Pour nous faire pardonner ce rappel inconvenant, nous lui dédions volontiers, ainsi qu’à ses congénères et à leur progéniture qui s’agrippent au pouvoir sans jamais avoir produit de valeurs sociale et économique utiles pour leur pays, ce mot de Jules Barbey d’Aurevilly (in Les Prophètes du passé, 1851) : « On n’a pas progressé parce qu’on a vieilli ; on a progressé parce qu’on a élevé son sens moral ».
Le Nord, rien que le Nord
Un des principaux objectifs de la MINUSMA, la principale composante militaire de l’intervention étrangère au Mali, est de « contribuer à un développement équilibré entre toutes les régions du Mali en mettant en œuvre la phase de relèvement rapide de la Stratégie Spécifique de Développement des Régions du Nord du Mali. ». Une fois décodée la formulation pour le moins un peu alambiquée, nous avons bien compris que le développement équilibré du Mali passe par celui du nord du Mali et seulement du Nord du mali… Rappelez-moi déjà combien de milliards ont été engloutis dans les dunes de sable depuis 2007 ? Pour quels résultats ?

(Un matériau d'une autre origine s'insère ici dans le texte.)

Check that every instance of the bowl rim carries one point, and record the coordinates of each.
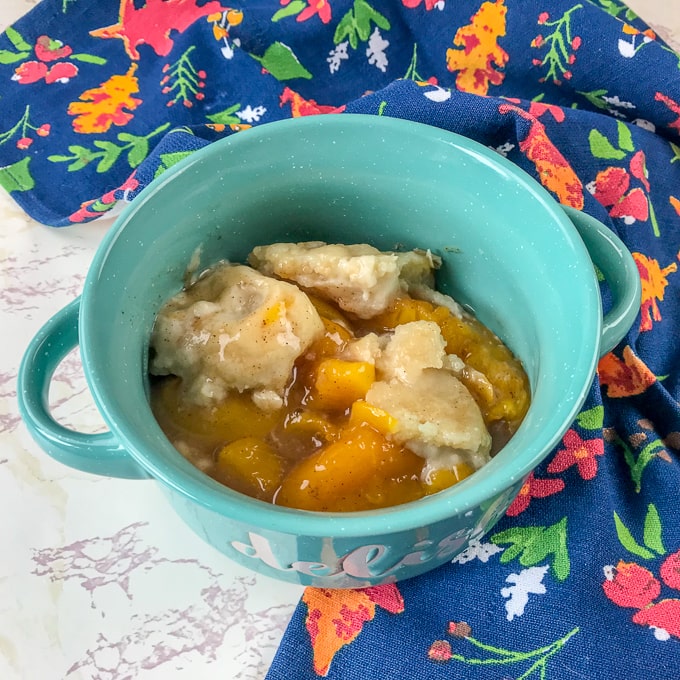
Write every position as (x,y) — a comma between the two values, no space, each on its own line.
(201,489)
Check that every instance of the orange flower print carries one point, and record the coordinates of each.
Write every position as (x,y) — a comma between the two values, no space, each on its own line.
(533,488)
(673,106)
(336,617)
(624,378)
(480,50)
(675,202)
(630,585)
(580,452)
(109,104)
(654,280)
(553,168)
(299,106)
(662,616)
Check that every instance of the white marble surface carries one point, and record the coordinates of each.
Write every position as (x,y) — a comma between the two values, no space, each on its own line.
(98,578)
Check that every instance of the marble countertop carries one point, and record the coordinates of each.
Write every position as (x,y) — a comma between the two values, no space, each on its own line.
(98,577)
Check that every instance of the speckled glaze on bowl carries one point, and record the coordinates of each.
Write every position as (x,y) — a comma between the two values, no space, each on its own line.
(510,253)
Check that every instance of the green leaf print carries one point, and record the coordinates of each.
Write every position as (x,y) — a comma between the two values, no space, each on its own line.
(170,159)
(293,8)
(625,138)
(616,9)
(88,59)
(601,147)
(651,535)
(628,542)
(106,153)
(490,655)
(356,25)
(282,63)
(17,177)
(533,545)
(652,530)
(637,464)
(591,419)
(226,117)
(595,97)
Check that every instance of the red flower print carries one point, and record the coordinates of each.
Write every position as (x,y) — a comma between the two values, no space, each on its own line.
(61,73)
(580,452)
(638,168)
(459,629)
(429,4)
(24,143)
(610,190)
(440,651)
(539,108)
(664,615)
(47,49)
(29,72)
(533,488)
(630,585)
(670,571)
(320,7)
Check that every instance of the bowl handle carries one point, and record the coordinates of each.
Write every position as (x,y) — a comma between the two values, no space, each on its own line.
(616,263)
(98,453)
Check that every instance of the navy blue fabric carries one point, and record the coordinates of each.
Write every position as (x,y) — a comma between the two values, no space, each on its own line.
(581,579)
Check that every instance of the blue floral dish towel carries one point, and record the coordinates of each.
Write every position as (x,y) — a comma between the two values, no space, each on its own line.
(581,579)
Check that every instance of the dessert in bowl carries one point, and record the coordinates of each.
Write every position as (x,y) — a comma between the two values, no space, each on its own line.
(509,254)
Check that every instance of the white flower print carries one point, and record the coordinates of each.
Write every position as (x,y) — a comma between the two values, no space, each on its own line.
(376,50)
(527,582)
(251,115)
(477,550)
(337,56)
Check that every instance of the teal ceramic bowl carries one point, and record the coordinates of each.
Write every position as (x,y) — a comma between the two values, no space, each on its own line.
(510,253)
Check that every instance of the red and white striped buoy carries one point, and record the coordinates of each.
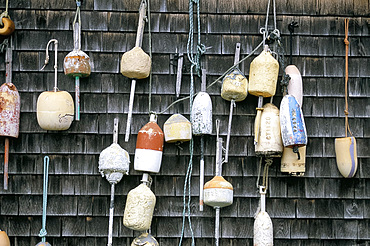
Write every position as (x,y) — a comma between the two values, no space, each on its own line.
(149,147)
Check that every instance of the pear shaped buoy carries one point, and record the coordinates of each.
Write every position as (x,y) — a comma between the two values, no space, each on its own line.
(139,207)
(295,87)
(263,228)
(55,109)
(10,111)
(4,239)
(149,147)
(177,129)
(291,164)
(263,75)
(145,239)
(270,143)
(293,128)
(346,156)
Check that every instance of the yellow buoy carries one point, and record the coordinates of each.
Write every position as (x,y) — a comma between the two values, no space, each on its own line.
(346,156)
(263,75)
(177,128)
(290,162)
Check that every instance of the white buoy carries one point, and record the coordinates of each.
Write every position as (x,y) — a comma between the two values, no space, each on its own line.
(263,228)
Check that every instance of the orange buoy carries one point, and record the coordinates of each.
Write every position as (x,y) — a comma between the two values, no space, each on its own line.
(149,147)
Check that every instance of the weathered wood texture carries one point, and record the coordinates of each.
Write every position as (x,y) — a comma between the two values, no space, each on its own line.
(320,208)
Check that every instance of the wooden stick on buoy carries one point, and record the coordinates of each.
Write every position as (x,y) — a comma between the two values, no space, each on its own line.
(139,41)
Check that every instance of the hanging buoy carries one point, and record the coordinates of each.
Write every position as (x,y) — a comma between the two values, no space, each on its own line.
(218,192)
(346,156)
(291,164)
(270,143)
(145,239)
(136,64)
(263,228)
(295,87)
(234,89)
(293,128)
(4,239)
(10,110)
(202,114)
(55,109)
(177,128)
(263,75)
(139,208)
(149,147)
(8,26)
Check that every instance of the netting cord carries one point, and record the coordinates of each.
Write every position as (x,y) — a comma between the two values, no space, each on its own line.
(5,13)
(43,232)
(150,55)
(346,42)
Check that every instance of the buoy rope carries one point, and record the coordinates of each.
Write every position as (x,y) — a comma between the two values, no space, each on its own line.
(5,13)
(150,55)
(77,15)
(346,42)
(43,232)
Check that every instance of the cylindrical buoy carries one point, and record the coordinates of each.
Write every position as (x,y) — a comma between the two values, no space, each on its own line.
(139,208)
(145,239)
(8,27)
(218,192)
(295,87)
(114,162)
(77,64)
(293,128)
(136,64)
(263,75)
(10,110)
(346,156)
(149,147)
(234,86)
(291,164)
(270,143)
(263,228)
(202,114)
(55,110)
(4,239)
(177,128)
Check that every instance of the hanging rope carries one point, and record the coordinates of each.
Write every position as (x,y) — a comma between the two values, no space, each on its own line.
(150,55)
(5,13)
(43,232)
(346,42)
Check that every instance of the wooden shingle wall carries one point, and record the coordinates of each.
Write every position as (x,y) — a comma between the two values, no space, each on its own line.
(320,208)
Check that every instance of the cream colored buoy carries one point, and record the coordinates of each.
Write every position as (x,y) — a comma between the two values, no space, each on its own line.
(218,192)
(234,86)
(177,128)
(4,239)
(263,75)
(136,64)
(270,143)
(139,208)
(55,109)
(290,162)
(145,239)
(149,147)
(346,156)
(295,87)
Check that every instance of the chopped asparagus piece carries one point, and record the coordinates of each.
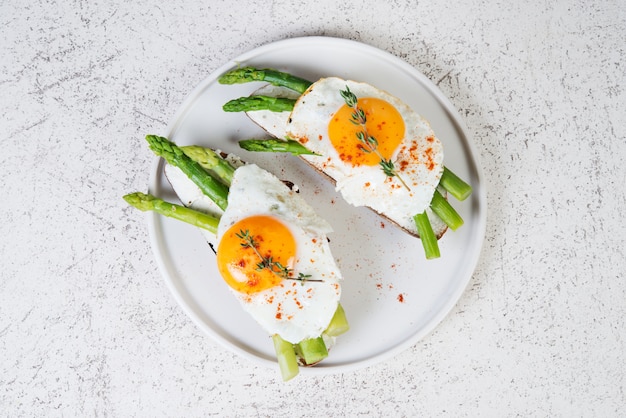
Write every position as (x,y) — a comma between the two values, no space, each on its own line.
(445,211)
(215,190)
(338,324)
(211,161)
(427,236)
(251,103)
(454,185)
(275,145)
(147,202)
(286,356)
(274,77)
(312,350)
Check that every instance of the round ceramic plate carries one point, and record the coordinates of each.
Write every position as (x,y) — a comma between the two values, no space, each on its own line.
(392,295)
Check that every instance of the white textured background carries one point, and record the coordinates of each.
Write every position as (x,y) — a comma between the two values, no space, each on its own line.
(87,325)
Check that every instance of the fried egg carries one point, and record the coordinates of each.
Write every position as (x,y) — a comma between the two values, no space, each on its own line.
(322,122)
(285,230)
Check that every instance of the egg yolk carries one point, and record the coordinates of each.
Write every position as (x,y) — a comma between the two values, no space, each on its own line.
(383,122)
(252,251)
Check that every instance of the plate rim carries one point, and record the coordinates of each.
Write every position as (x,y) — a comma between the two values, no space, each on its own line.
(154,219)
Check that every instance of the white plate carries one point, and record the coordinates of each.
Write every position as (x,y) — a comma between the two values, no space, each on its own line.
(393,297)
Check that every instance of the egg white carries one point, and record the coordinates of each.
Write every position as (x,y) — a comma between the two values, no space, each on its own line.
(309,122)
(293,309)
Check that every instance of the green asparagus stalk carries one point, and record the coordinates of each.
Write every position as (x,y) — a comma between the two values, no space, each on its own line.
(215,190)
(427,236)
(147,202)
(286,356)
(445,211)
(454,185)
(211,161)
(338,324)
(274,77)
(312,350)
(275,145)
(259,102)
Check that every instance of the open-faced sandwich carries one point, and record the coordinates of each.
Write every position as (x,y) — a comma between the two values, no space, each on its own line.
(272,249)
(378,151)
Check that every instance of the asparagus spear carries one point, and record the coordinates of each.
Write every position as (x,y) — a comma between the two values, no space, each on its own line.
(259,102)
(274,77)
(312,350)
(453,184)
(338,324)
(444,210)
(427,236)
(211,161)
(146,202)
(215,190)
(286,356)
(275,145)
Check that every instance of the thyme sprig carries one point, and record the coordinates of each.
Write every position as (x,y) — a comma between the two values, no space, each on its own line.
(276,267)
(369,143)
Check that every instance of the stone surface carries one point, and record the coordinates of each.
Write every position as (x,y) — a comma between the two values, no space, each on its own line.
(89,328)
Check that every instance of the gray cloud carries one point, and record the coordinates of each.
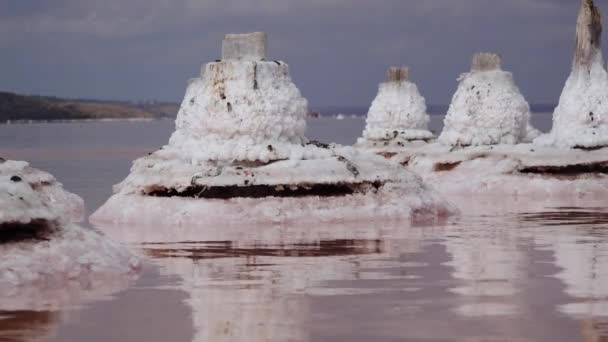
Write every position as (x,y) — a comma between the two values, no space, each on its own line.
(338,49)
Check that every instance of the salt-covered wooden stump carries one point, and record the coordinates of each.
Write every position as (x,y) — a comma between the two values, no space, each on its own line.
(397,115)
(249,47)
(487,108)
(239,155)
(581,117)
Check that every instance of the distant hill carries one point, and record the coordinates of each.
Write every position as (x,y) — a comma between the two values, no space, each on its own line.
(15,107)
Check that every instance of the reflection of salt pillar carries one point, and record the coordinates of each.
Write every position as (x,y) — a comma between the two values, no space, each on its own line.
(581,118)
(231,303)
(240,106)
(263,298)
(398,113)
(487,108)
(584,272)
(487,266)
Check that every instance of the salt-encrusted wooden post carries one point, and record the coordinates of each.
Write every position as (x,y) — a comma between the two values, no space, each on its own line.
(485,61)
(588,34)
(248,46)
(398,74)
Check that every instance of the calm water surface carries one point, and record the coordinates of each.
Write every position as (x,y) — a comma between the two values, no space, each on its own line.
(539,276)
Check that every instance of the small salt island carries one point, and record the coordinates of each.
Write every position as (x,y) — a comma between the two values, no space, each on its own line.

Aujourd’hui le gouvernement malien met en place une stratégie de développement à 10 – 15 ans pour la même région, pour un montant de plus de 2 000 milliards de francs CFA, avec pour objectif d’améliorer « la gouvernance, l’accès aux services sociaux de base et renforcer les infrastructures ou encore la vitalité économique » des régions du Nord. ». Sans véritable justice et volonté politique, comment améliorer la gouvernance ? Sans gouvernance, vous pouvez tirer tous les plans que vous voulez sur la comète, ils ne resteront que des mots écrits en lettres d’or couchés sur papier. Selon Boubou Cissé, cet énième plan serait « un rattrapage de développement de façon générale, mais un rattrapage qui va nous permettre d’aller vers une émergence sociale et économique sur l’ensemble du territoire malien. ».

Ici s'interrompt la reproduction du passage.